I like saving energy. Especially my own. That's why I love tips that don't require a lot of effort but still help me trim my energy bills. They may not make a big difference individually, but even baby steps add up to some pretty big strides. Here are 10 things you can do right now to cut down on your heating and power costs. And you won't break the bank or much of a sweat.
Lock the windows. Even when a window is closed, a little space remains between the sashes where air can leak in. Simply locking the window pulls the sashes tightly together.
Unplug. Many appliances, electronics and other electrical devices — even cellphone chargers — draw power even when they're turned off. Unplugging them when they're not in use eliminates this vampire power drain. Granted, that's not always easy or even possible to do. But where it's practical, you can plug more than one device — say, your TV and DVD player — into an accessible power strip. With the flip of just the strip's power switch, you cut the power to everything plugged into it.

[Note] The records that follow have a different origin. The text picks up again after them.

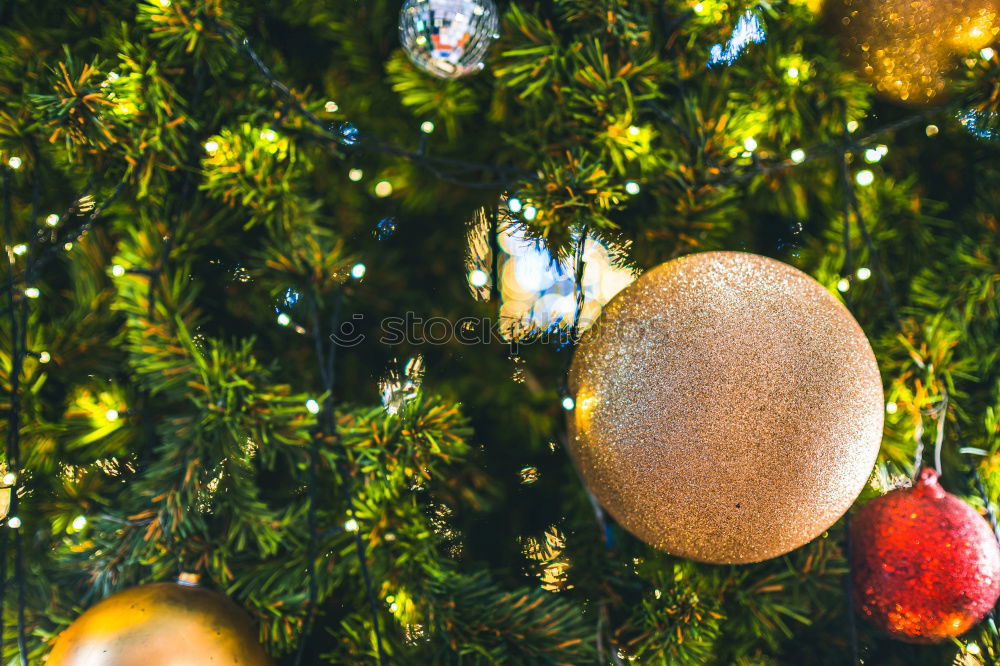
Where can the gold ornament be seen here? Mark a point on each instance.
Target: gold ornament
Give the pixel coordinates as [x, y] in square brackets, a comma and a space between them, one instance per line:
[161, 624]
[907, 47]
[728, 408]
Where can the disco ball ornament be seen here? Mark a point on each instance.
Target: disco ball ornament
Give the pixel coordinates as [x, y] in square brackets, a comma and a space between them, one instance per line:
[728, 408]
[448, 38]
[906, 48]
[161, 624]
[925, 567]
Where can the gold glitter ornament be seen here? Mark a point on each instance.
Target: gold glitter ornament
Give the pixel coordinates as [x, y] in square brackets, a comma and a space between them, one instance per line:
[907, 47]
[728, 408]
[161, 624]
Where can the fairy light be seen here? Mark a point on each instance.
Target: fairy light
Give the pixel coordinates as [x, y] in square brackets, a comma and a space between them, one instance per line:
[478, 278]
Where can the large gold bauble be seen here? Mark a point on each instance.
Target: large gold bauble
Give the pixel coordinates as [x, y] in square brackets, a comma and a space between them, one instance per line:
[728, 408]
[908, 47]
[161, 624]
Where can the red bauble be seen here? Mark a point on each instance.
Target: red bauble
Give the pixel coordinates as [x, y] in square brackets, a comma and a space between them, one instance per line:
[925, 565]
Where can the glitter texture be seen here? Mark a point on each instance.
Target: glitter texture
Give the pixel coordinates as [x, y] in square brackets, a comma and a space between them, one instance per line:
[728, 408]
[925, 566]
[907, 47]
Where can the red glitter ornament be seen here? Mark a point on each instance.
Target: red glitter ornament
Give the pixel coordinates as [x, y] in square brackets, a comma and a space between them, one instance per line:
[925, 566]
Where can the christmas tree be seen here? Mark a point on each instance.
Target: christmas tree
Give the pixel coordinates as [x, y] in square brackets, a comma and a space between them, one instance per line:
[290, 297]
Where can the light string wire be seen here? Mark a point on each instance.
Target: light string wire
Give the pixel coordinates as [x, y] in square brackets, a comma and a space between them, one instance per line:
[846, 270]
[18, 316]
[326, 359]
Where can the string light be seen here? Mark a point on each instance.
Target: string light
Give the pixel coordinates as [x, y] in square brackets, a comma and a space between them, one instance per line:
[478, 278]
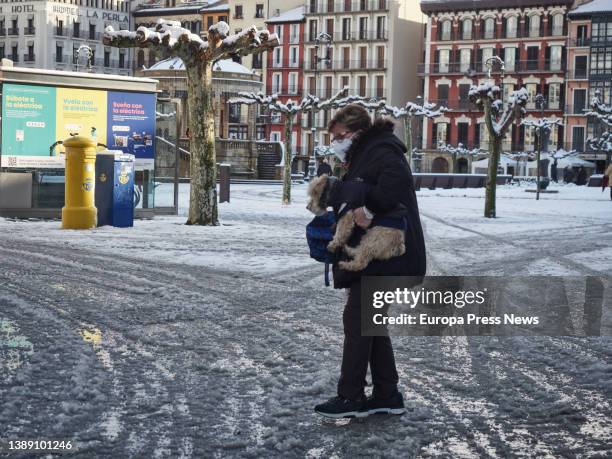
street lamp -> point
(326, 39)
(77, 53)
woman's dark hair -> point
(354, 117)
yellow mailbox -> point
(79, 210)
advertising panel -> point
(131, 125)
(35, 117)
(28, 126)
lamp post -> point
(77, 53)
(322, 38)
(539, 100)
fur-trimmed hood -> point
(380, 133)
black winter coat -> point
(379, 177)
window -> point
(293, 84)
(380, 86)
(294, 33)
(467, 29)
(465, 57)
(489, 28)
(510, 59)
(555, 57)
(363, 28)
(442, 93)
(580, 66)
(557, 24)
(346, 28)
(578, 138)
(511, 23)
(445, 33)
(487, 53)
(276, 83)
(532, 57)
(277, 57)
(579, 101)
(312, 29)
(444, 59)
(381, 28)
(462, 133)
(534, 26)
(294, 56)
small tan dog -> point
(378, 243)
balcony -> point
(285, 64)
(348, 65)
(60, 59)
(461, 68)
(345, 6)
(352, 36)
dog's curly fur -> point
(378, 243)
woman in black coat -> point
(378, 185)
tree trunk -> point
(287, 160)
(491, 184)
(203, 168)
(408, 140)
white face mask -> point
(340, 148)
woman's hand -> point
(361, 219)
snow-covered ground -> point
(167, 340)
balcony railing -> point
(358, 35)
(480, 67)
(345, 6)
(286, 64)
(367, 64)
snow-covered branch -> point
(600, 110)
(169, 38)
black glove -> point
(350, 192)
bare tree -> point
(498, 120)
(460, 151)
(290, 110)
(169, 39)
(543, 126)
(603, 113)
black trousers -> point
(359, 351)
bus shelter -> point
(41, 108)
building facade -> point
(528, 35)
(374, 45)
(590, 65)
(285, 70)
(49, 34)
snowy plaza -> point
(167, 340)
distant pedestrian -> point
(581, 177)
(568, 174)
(607, 179)
(324, 168)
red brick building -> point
(285, 70)
(529, 35)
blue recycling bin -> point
(114, 195)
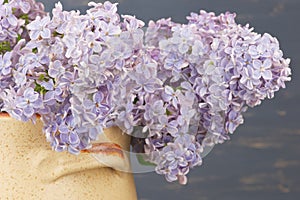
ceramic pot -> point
(29, 168)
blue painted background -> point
(262, 160)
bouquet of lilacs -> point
(175, 88)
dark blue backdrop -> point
(262, 160)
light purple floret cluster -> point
(176, 88)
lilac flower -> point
(177, 87)
(39, 28)
(5, 63)
(29, 102)
(262, 69)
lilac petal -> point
(64, 138)
(34, 35)
(63, 129)
(267, 75)
(28, 111)
(73, 138)
(46, 33)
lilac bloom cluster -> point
(221, 68)
(14, 16)
(176, 89)
(68, 71)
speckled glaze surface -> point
(29, 169)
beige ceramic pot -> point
(29, 169)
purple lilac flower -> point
(177, 88)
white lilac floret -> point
(175, 89)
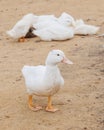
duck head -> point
(56, 56)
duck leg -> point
(21, 39)
(32, 106)
(49, 107)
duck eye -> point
(58, 54)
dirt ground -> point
(81, 101)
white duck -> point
(83, 29)
(45, 80)
(53, 31)
(66, 20)
(21, 28)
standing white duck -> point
(22, 27)
(45, 80)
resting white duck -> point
(45, 80)
(83, 29)
(53, 31)
(66, 20)
(22, 27)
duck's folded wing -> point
(33, 71)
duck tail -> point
(10, 33)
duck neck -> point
(52, 70)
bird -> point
(45, 80)
(84, 29)
(66, 20)
(22, 27)
(52, 30)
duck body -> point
(42, 80)
(54, 31)
(84, 29)
(45, 80)
(21, 28)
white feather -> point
(44, 80)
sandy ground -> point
(81, 101)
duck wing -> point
(33, 71)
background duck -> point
(22, 27)
(45, 80)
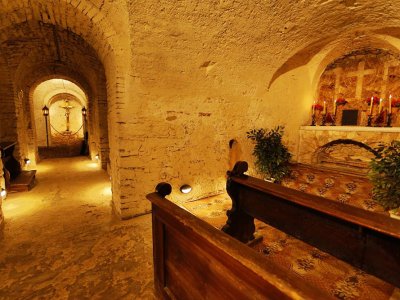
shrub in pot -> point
(385, 175)
(272, 156)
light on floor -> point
(186, 189)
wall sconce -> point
(185, 189)
(45, 111)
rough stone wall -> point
(311, 141)
(206, 72)
(2, 185)
(183, 78)
(357, 76)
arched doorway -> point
(60, 112)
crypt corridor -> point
(165, 91)
(62, 241)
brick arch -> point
(335, 50)
(345, 154)
(81, 17)
(62, 96)
(98, 133)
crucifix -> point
(67, 108)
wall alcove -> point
(348, 83)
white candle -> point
(371, 104)
(313, 107)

Wash in cold. If you're used to washing with warm water, you can probably switch to cold without noticing a difference. And no matter what temperature you wash your clothes in, you can always rinse in cold. You'll save on the energy that would have gone into heating the water.

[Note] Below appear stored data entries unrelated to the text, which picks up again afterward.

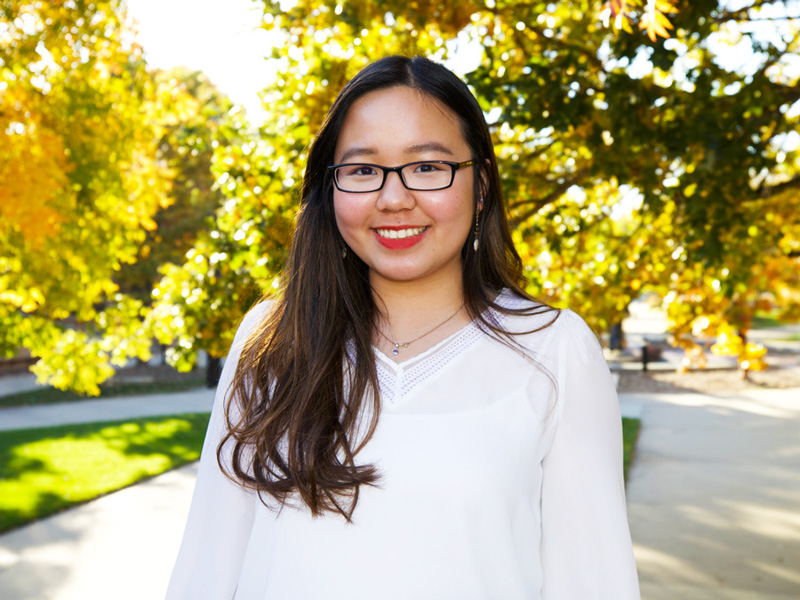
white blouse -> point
(499, 480)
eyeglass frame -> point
(454, 166)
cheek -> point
(348, 214)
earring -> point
(477, 231)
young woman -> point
(404, 421)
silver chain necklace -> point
(398, 345)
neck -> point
(409, 309)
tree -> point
(629, 161)
(193, 111)
(79, 185)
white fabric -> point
(496, 484)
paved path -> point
(714, 496)
(714, 505)
(93, 411)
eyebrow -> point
(414, 149)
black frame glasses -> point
(454, 166)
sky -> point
(221, 39)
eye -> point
(364, 170)
(428, 168)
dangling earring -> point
(477, 231)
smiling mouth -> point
(400, 234)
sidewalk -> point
(111, 409)
(713, 497)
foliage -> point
(194, 111)
(43, 471)
(79, 185)
(111, 389)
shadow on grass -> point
(43, 471)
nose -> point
(394, 196)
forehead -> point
(397, 122)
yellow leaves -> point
(33, 172)
(652, 16)
(654, 19)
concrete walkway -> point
(111, 409)
(714, 496)
(714, 505)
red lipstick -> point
(399, 243)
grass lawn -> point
(43, 471)
(109, 390)
(630, 431)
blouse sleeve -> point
(586, 544)
(221, 514)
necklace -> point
(398, 345)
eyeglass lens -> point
(416, 176)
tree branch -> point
(536, 204)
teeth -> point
(400, 233)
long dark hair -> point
(299, 392)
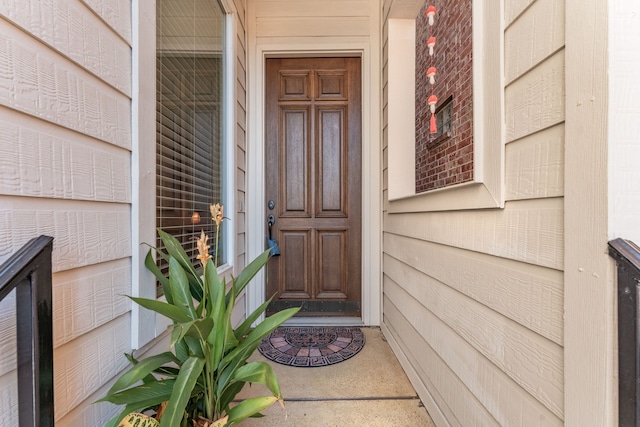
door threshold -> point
(324, 321)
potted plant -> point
(196, 381)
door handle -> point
(271, 242)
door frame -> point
(371, 169)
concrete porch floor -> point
(368, 390)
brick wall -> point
(445, 161)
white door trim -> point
(371, 167)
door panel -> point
(313, 164)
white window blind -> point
(189, 119)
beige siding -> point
(65, 171)
(474, 299)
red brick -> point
(452, 161)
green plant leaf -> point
(182, 390)
(229, 394)
(113, 422)
(140, 370)
(199, 328)
(182, 351)
(179, 285)
(166, 309)
(261, 373)
(251, 270)
(249, 407)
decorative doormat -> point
(311, 346)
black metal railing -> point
(627, 256)
(28, 271)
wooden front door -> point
(313, 188)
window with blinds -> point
(189, 120)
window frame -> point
(145, 325)
(486, 190)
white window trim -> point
(487, 188)
(145, 325)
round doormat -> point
(311, 346)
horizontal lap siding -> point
(474, 299)
(65, 171)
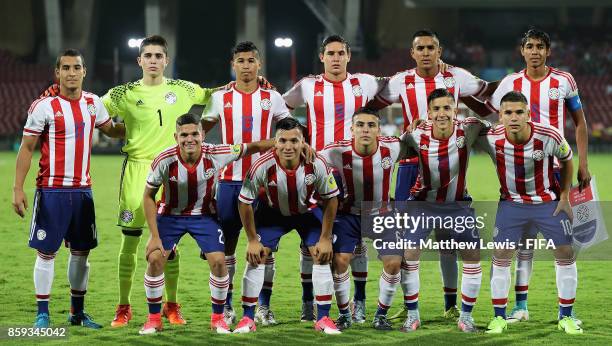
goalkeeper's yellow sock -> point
(171, 272)
(127, 265)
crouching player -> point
(188, 173)
(365, 164)
(443, 145)
(523, 153)
(289, 185)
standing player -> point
(551, 93)
(365, 163)
(63, 204)
(331, 99)
(245, 114)
(188, 173)
(289, 184)
(443, 146)
(149, 107)
(523, 153)
(411, 88)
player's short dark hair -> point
(154, 40)
(245, 46)
(334, 38)
(438, 93)
(288, 124)
(69, 52)
(536, 34)
(188, 118)
(366, 110)
(425, 33)
(514, 96)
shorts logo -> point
(460, 142)
(309, 179)
(331, 182)
(126, 216)
(170, 98)
(386, 163)
(91, 109)
(449, 82)
(209, 173)
(236, 149)
(553, 93)
(266, 104)
(537, 155)
(583, 213)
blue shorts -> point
(532, 233)
(407, 174)
(227, 207)
(462, 231)
(513, 220)
(203, 228)
(63, 214)
(271, 225)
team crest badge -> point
(460, 142)
(170, 98)
(553, 93)
(309, 179)
(126, 216)
(41, 234)
(266, 104)
(91, 109)
(209, 173)
(537, 155)
(386, 163)
(449, 82)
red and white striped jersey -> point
(525, 171)
(244, 118)
(330, 105)
(546, 97)
(65, 127)
(443, 162)
(365, 178)
(289, 191)
(189, 190)
(412, 90)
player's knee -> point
(392, 266)
(564, 252)
(131, 232)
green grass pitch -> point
(18, 306)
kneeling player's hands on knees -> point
(564, 205)
(153, 245)
(255, 251)
(323, 250)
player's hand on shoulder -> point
(255, 252)
(324, 250)
(153, 245)
(264, 83)
(20, 202)
(52, 90)
(308, 153)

There's a bonus: Cold water saves wear on your clothes, so they'll last longer. Or at least they'll be in better shape to donate to charity when you just have to replace them with this season's new fashions.
I wouldn't suggest abandoning hot-water washes altogether, though. I'd still use hot for towels, bedding, underwear and laundry with oily stains.
Want to save even more? Skip the dryer and hang clothes to dry.
Dim the lights. A dimmer works by reducing the power flowing to a lamp or light fixture. If you don't need full brightness, turn the lights down a little.
(Maybe I should do that with the lights over my bathroom mirror.)
One note: Not all compact fluorescent bulbs work with dimmers. If you use CFLs, check the package to make sure you're buying the dimmable kind.
Oh, and turn off any lights you don't need.
Turn off the computer. When you're done surfing the Net and updating your Facebook status for the day, shut down your computer. Better still, activate its system standby or hibernating feature to save power when the computer is on during the day.
Of course, you don't want to turn off the computer if you've scheduled automatic maintenance checks that happen at night.
Rearrange the furniture. A forced-air system works best when air can flow freely from registers and into cold-air returns. Make sure your furniture isn't blocking these vents.
Change the furnace filter. The filter's primary purpose is to trap dust and other gunk before it gets to the air-conditioning system. Dirty filters impede air flow, causing the furnace blower to work longer. Dirty parts also wear out faster. By keeping them clean, you'll cut down on repair costs and reduce the chance of a failure. Change the filter monthly, or clean it if it's a reusable type.
Turn down the tank. For most homes, a setting of 120 degrees is plenty hot for a water heater. The only exception is if you have a dishwasher without a booster heater. Check the user manual to find out whether you need hotter water.
When the water isn't as hot, mineral buildup and corrosion slow. That helps your water heater run better and last longer.
Let the sun shine in. The sun is a powerful heating source, even in winter. Opening window coverings on sunny days lets you take advantage of that free heat. Close those coverings at night to help keep the heat inside.
Avoid the range. As much as possible, skip using the stove or oven and opt instead for smaller cooking appliances — slow cookers, microwave ovens, toaster ovens and the like. They use less energy than that big appliance.